Lei non cucina ancora?
“Però curo molto il menu, cucinato da un team di prim’ordine capitanato dallo chef Robert Genes, straordinario, e mi piace offrire un menu che soddisfi il palato senza sconvolgere i gusti della nostra cucina tradizionale, senza stranezze, esibizioni chimiche, ormai siamo a una sorta di esoterismo culinario che a mio parere quasi infastidisce”.
Classico dunque.
“Classico non vuol dire noioso, anzi. Chi si pranza al Morganti va via sazio e felice, al massimo con qualche senso di colpa per non aver desistito di fronte a un risotto allo zafferano con midollo, o a una bistecca alla milanese con l’osso”.
Ma la dieta al ristorante si lascia a casa, sennò perché si esce? Per fortuna siete famosi anche per il pesce.
“Soprattutto per il pesce.
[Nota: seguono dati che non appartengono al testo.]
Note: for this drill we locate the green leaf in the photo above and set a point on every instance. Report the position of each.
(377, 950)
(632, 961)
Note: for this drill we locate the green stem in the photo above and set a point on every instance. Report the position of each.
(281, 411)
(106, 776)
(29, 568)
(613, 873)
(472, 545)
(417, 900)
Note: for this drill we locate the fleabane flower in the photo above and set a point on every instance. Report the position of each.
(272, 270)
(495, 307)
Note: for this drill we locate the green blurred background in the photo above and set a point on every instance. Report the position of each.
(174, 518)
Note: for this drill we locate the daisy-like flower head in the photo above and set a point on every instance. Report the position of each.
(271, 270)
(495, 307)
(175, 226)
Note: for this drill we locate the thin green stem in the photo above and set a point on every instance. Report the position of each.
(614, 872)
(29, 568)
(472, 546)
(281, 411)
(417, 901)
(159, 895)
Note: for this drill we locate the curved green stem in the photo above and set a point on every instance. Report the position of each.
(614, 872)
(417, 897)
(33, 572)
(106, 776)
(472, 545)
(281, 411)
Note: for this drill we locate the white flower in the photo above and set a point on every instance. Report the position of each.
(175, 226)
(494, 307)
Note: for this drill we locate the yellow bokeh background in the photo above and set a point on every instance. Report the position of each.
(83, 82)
Certo non mancano fiorentine, filetti, ma il menu è composto per il sessanta percento di pesce”.
Mi faccia ingolosire: se dovessi venire da lei, che cosa mi consiglia?
“Un antipasto di cruditè. Ostriche, scampi, canolicchi”.
Tutto crudo?
“Aspetti, per poi passare a antipasti caldi come capesante, polpo e patate, fritturine golose”.
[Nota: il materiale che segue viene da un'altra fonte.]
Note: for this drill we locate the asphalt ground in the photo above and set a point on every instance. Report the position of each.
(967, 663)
Che meraviglia, passiamo al primo.
“Non può non assaggiare gli scialatielli, una pasta lucana che ricorda gli spaghetti alla chitarra, fatti in casa, ai frutti di mare, o gli strascinati ovviamente con le cime di rapa, ma le consiglierei, per provare un gusto meno comune, un sugo di carciofi e scampetti. Irresistibili”.
Non sono ancora arrivato al secondo e, solo a scriverlo, mi sento già un chilo in più.
“Mi creda che questa cucina così essenziale e gustosa ingrassa molto meno di quello che si crede. Soprattutto concludendo con una spigola al sale, quella decisamente dietetica”.
Al dolce non rinuncio.
“Be’, con quello non può pretendere di stare a dieta, ma ne vale la pena. I nostri dolci sono tutti fatti in casa. Le consiglio il tiramisù, io lo mangio da vent’anni, non mi stanca mai. Troppo buono, non resisto”.
Appena finito di scrivere corro da lei.
“L’aspettiamo e le ricordo che siamo anche un’enoteca, quella sì che è un’esperienza sensoriale”.